The reason I take note of this is due to the fact that the average person will read this statement and others like it, and take it as a statement of certainty as to what is occurring. Because the scribes who inserted words in to margins do not offer explanation as to what the marginal note is or why it is there, the scholars must use “may haves” and “might bes” to speculate what exactly those marginal notes are. This is an accepted practice in every discipline of scholarship where the data does not offer certainty. It is a responsible practice, though Christians should be aware that any statement of certainty issued on top of the premise of a “might be” is severely irresponsible from a scholarly perspective. This practice is quite common among Critical Text apologists, so I wanted to make note of it here. If the goal is determining the text of Scripture with certainty, then statements prefaced by “may bes” and “might bes” are not adequate to do furnish that goal.

What Carson does practically in this chapter is assure his reader that despite the errors that he is describing, there is no cause for worry.

“Before taking the discussion further, I should pause and set at rest the troubled concern of anyone who, on the basis of what I have written so far, concludes that the manuscript tradition is entirely unreliable, or that we can not really be certain of any of it. There is no need for such rigorous pessimism.”

Carson, D. A.. The King James Version Debate (p. 24). Baker Publishing Group. Kindle Edition.

Based on what Carson has said, he is correct in making this statement. The problem with this statement is with the scholarship that informs this statement. If the situation were as simple as correcting errors with a complete set of manuscripts, then there is no issue at all with what Carson says here. The problem is that there is not a complete extant record to draw from and ultimately much of, if not all of the conclusions made by textual scholars end up being prefaced with “may,” “might,” “likely, ” and “probably.” Dan Wallace makes a nearly identical argument when he presents the scenario as a spectrum between radical skepticism and absolute certainty.

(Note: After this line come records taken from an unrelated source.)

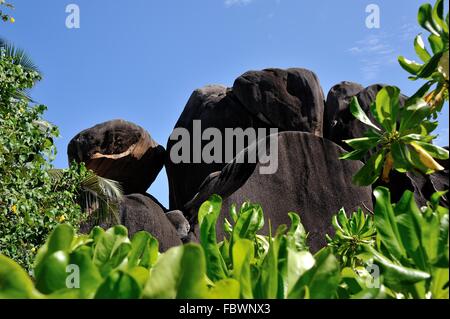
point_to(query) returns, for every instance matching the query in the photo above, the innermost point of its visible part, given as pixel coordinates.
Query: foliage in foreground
(407, 247)
(34, 197)
(400, 140)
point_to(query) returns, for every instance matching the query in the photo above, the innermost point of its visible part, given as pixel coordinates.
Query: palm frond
(19, 56)
(99, 196)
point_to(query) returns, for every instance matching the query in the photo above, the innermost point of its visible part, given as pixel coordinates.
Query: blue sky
(140, 60)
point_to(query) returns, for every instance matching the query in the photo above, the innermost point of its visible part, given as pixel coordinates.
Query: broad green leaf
(243, 253)
(363, 143)
(53, 273)
(386, 224)
(409, 66)
(298, 263)
(14, 281)
(119, 285)
(296, 235)
(434, 150)
(59, 240)
(322, 280)
(387, 107)
(208, 214)
(371, 171)
(421, 51)
(144, 250)
(179, 273)
(413, 114)
(431, 66)
(89, 275)
(358, 113)
(426, 20)
(111, 250)
(225, 289)
(400, 154)
(436, 43)
(395, 275)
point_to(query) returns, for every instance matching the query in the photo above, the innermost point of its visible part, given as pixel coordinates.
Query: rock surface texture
(310, 180)
(288, 100)
(121, 151)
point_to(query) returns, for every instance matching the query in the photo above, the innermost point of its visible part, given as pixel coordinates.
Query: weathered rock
(283, 99)
(344, 125)
(180, 223)
(138, 212)
(217, 107)
(310, 180)
(121, 151)
(338, 100)
(291, 100)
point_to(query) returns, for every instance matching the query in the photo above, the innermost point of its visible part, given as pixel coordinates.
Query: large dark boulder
(338, 101)
(291, 100)
(310, 180)
(287, 100)
(138, 212)
(121, 151)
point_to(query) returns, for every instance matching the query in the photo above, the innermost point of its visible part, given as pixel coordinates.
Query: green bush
(407, 245)
(34, 197)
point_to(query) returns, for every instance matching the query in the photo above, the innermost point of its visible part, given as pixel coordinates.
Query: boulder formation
(121, 151)
(288, 100)
(138, 212)
(310, 180)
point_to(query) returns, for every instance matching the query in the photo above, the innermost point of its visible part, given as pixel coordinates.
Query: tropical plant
(3, 16)
(410, 248)
(350, 233)
(400, 141)
(435, 65)
(33, 199)
(109, 265)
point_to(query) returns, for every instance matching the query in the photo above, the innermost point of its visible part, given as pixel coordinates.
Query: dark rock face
(121, 151)
(138, 212)
(338, 100)
(342, 125)
(289, 100)
(310, 180)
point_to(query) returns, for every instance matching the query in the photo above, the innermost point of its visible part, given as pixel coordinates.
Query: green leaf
(363, 143)
(358, 113)
(119, 285)
(371, 171)
(434, 150)
(52, 273)
(413, 114)
(179, 273)
(431, 66)
(421, 51)
(436, 43)
(387, 107)
(395, 276)
(296, 235)
(425, 18)
(111, 250)
(298, 263)
(208, 214)
(243, 253)
(409, 66)
(144, 250)
(386, 224)
(14, 281)
(322, 280)
(225, 289)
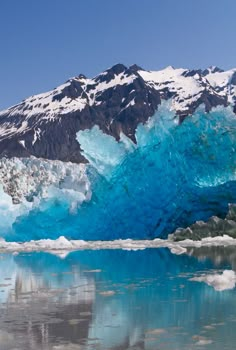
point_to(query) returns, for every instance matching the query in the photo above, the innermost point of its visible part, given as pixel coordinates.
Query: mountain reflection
(112, 299)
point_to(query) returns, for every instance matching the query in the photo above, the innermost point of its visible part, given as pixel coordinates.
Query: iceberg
(174, 175)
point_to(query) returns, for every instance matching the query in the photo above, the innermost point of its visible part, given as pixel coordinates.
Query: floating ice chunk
(219, 282)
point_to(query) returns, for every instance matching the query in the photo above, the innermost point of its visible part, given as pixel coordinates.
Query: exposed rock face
(117, 100)
(212, 228)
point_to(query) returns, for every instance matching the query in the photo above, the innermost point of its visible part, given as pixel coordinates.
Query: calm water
(114, 299)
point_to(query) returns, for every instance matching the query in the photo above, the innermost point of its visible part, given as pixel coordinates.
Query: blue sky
(44, 42)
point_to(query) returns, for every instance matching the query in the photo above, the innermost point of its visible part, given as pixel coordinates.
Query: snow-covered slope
(116, 100)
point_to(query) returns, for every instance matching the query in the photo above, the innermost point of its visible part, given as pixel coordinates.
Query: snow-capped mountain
(116, 100)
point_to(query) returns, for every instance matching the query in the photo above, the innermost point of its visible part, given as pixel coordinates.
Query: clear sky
(44, 42)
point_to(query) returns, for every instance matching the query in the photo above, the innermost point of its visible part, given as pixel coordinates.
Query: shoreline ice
(64, 245)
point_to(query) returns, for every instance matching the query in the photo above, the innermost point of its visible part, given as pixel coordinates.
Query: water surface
(115, 299)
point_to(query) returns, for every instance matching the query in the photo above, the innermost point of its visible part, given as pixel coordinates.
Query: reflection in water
(114, 299)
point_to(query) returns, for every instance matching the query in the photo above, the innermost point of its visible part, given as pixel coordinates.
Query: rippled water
(115, 299)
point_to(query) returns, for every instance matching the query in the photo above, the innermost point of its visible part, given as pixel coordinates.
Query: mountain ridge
(117, 100)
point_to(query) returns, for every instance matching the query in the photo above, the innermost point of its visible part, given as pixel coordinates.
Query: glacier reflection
(101, 300)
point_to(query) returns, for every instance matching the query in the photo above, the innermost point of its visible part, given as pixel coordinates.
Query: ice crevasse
(173, 176)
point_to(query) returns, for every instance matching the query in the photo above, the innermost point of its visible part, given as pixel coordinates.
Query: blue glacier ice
(174, 175)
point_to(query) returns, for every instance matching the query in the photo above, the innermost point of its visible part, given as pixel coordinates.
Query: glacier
(174, 175)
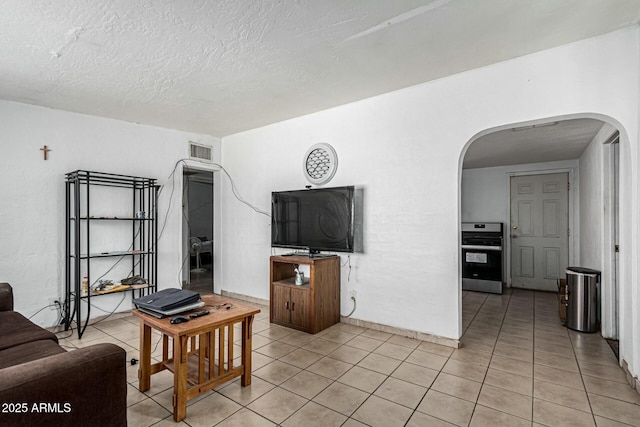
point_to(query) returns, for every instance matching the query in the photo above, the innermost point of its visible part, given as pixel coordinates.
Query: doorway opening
(197, 230)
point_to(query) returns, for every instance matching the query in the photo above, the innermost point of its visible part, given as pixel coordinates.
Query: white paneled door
(539, 230)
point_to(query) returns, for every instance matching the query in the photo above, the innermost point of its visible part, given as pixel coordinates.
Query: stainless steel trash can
(583, 299)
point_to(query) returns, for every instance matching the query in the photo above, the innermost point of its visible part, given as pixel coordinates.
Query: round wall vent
(320, 163)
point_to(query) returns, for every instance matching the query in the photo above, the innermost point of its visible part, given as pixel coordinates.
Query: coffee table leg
(144, 372)
(180, 378)
(245, 380)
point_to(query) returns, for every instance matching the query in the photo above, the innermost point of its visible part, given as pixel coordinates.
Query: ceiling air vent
(200, 152)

I address this topic in further depth frequently on my blog, but this brief survey of quotations should help my reader understand the thin foundation Carson’s statement is built upon.

The last note I will make on this chapter is regarding Carson’s sources. In this chapter, Carson quotes Metzger on the topic, which should inform us that what we are going to find is essentially the condensed thoughts of Metzger. This is an important observation as it gives the reader an idea of the school of thinking Carson is drawing from.

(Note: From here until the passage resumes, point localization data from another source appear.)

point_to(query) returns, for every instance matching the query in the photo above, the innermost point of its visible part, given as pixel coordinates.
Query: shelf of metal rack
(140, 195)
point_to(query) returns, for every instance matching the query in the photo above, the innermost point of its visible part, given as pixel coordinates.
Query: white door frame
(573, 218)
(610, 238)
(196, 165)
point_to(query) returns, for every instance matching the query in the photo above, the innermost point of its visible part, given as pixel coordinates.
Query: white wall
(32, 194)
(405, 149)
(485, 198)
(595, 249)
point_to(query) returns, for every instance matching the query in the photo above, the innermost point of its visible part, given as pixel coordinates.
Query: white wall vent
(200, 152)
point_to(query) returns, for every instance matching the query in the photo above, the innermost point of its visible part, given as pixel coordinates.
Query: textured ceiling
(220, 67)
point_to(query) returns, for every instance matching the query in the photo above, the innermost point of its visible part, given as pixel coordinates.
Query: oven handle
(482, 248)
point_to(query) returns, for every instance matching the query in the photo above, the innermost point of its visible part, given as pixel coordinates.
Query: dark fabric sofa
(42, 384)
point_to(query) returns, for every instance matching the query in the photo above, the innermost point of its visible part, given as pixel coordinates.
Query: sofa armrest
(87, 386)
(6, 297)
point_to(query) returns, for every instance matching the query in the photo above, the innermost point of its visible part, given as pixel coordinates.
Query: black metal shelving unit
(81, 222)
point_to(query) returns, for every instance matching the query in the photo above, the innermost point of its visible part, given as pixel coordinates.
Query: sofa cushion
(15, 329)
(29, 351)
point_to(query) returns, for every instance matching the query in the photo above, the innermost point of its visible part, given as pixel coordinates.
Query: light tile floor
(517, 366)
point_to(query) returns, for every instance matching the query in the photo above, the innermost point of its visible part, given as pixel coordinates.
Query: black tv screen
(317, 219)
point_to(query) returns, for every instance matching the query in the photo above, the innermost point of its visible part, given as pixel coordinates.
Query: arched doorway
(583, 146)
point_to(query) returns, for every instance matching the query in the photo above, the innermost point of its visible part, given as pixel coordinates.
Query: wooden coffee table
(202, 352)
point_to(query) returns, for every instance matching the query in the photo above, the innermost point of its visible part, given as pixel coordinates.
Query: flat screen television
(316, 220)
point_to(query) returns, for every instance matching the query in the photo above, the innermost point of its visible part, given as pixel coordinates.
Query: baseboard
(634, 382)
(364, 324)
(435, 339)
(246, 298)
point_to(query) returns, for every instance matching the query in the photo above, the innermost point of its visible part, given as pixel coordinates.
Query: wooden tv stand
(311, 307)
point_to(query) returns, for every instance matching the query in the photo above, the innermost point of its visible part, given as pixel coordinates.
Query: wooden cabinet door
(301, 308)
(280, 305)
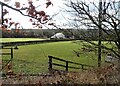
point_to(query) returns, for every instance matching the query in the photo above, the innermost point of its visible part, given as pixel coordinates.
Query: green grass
(34, 58)
(19, 39)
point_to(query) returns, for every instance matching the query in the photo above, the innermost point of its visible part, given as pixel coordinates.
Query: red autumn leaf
(16, 30)
(41, 13)
(31, 20)
(48, 4)
(8, 30)
(33, 23)
(45, 18)
(11, 23)
(17, 4)
(16, 24)
(6, 0)
(5, 12)
(50, 23)
(6, 20)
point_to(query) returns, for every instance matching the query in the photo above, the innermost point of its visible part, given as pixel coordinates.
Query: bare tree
(101, 15)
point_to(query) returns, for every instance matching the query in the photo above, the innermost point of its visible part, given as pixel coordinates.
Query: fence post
(50, 63)
(66, 65)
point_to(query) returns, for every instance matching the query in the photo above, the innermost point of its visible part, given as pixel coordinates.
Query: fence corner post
(66, 65)
(50, 63)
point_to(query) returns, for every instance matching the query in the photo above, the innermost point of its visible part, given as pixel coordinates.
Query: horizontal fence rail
(51, 63)
(10, 53)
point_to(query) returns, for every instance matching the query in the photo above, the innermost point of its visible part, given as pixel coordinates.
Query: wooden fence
(10, 53)
(51, 63)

This chapter is essentially a brief summary of the types of scribal errors described by Metzger. There isn’t a lot to comment on here, other than the references to Metzger inform the reader the school of thought behind Carson’s thinking. If the reader wanted to do further studies on the material in this chapter, they could pick up a copy of The Text of the New Testament: Its Transmission, Corruption, and Restoration which is the text referenced by Carson and the standard textbook in most seminaries on the topic. Bart Ehrman co-edited this textbook, which might be an important detail for some readers. This book is still recommended as introductory material on textual criticism by current scholars such as Dr. Peter Gurry and Dr. Elijah Hixson.